Because of the metastatic potential of melanoma, any suspicious lesions, warranting a metastatic workup, encompass the use of imaging studies.


Diagnostic Procedures

Most lesions can be diagnosed by clinical appearance, and biopsies should be performed whenever a suspicion of malignancy exists.


Histologic Findings

Freckles: These demonstrate hyperpigmentation on the basal layer of the epidermis.

Lentigo simplex: These lesions show hyperpigmentation on the basal layer of the epidermis with an increased number of melanocytes.

Solar lentigo: See lentigo simplex.

Melanocytic nevi: These lesions can be classified histologically as junctional, compound, or intradermal. Junctional lesions show nests of nevus cells in the epidermis at the dermal-epidermal junction. Compound nevus is when the nests of nevus cells are dropping off into the dermis, and, on intradermal lesions, the remaining epithelial nests migrate into the dermis.

Congenital melanotic nevi: Many lesions contain features of compound nevi with nevus cells in the dermis and the dermal-epidermal junction.

Spindle-epithelioid cell nevus: Compound nevi with spindle or epithelioid cells are present throughout the epidermis and dermis. Mitotic figures and nuclear atypia are present. Histologic differentiation from malignant melanoma may be difficult to make.

Balloon cell nevus: Lesions contain balloon cells, with small pyknotic nuclei and granular or vacuolated cytoplasm.

Nevus of Ota: Pigmented dendritic melanocytes are present throughout the dermis.

Blue nevus: Pigmented dendritic melanocytes and macrophages are scattered throughout the dermis with fibrous tissue adjacent.

Malignant melanoma: Lentigo melanoma is characterized by hyperplasia of atypical melanocytes throughout the basal cell layer. Superficial spread melanoma is typified by atypical melanocytes that occur in nests throughout all levels of epidermis.

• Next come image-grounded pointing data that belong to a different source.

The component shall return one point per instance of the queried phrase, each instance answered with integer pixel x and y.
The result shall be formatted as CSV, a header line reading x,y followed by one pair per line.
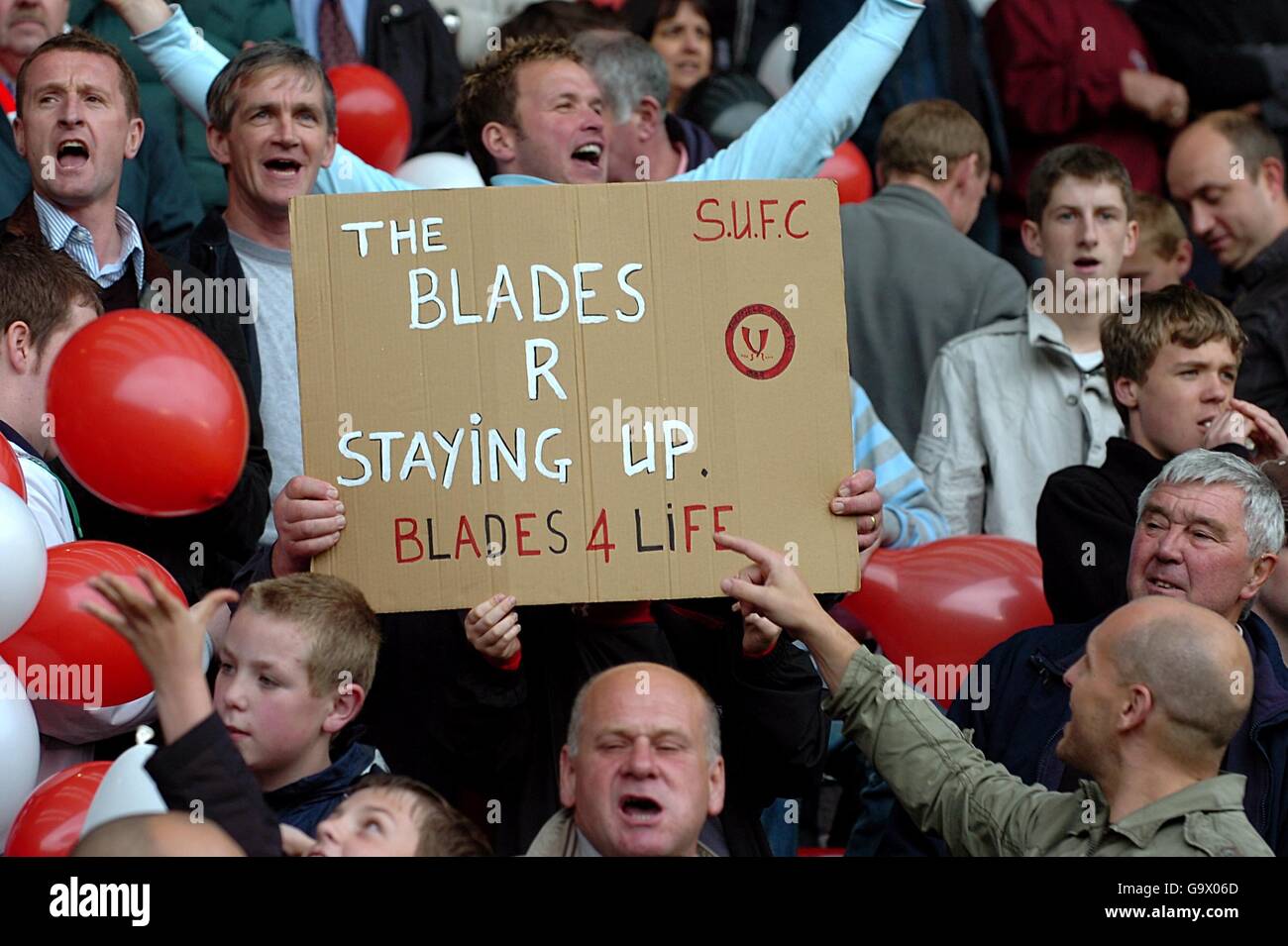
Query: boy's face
x,y
1083,231
263,696
1184,390
372,822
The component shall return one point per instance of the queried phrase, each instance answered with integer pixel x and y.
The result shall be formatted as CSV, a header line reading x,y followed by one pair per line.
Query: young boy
x,y
46,299
1012,403
1163,252
1172,374
294,668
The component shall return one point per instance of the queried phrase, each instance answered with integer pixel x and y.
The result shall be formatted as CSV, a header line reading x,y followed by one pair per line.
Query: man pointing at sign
x,y
533,115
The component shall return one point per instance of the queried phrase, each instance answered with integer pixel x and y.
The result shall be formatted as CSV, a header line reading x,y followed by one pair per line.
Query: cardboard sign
x,y
469,361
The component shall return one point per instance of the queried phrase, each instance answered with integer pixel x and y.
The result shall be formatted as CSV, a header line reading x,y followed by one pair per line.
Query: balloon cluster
x,y
150,416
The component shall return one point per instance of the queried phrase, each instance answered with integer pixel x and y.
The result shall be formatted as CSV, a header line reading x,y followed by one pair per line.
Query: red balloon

In nodular melanoma, dermal invasion is always present, and it exhibits large anaplastic epithelioid cells.



Tumor depth has been the hallmark of staging in cutaneous malignant melanoma. As described by Breslow, [6] melanomas measuring 0.76 mm or less carry a 5-year survival rate of 100%, while those invading greater than 1.5 mm are associated with a 5-year survival rate of 50-60%.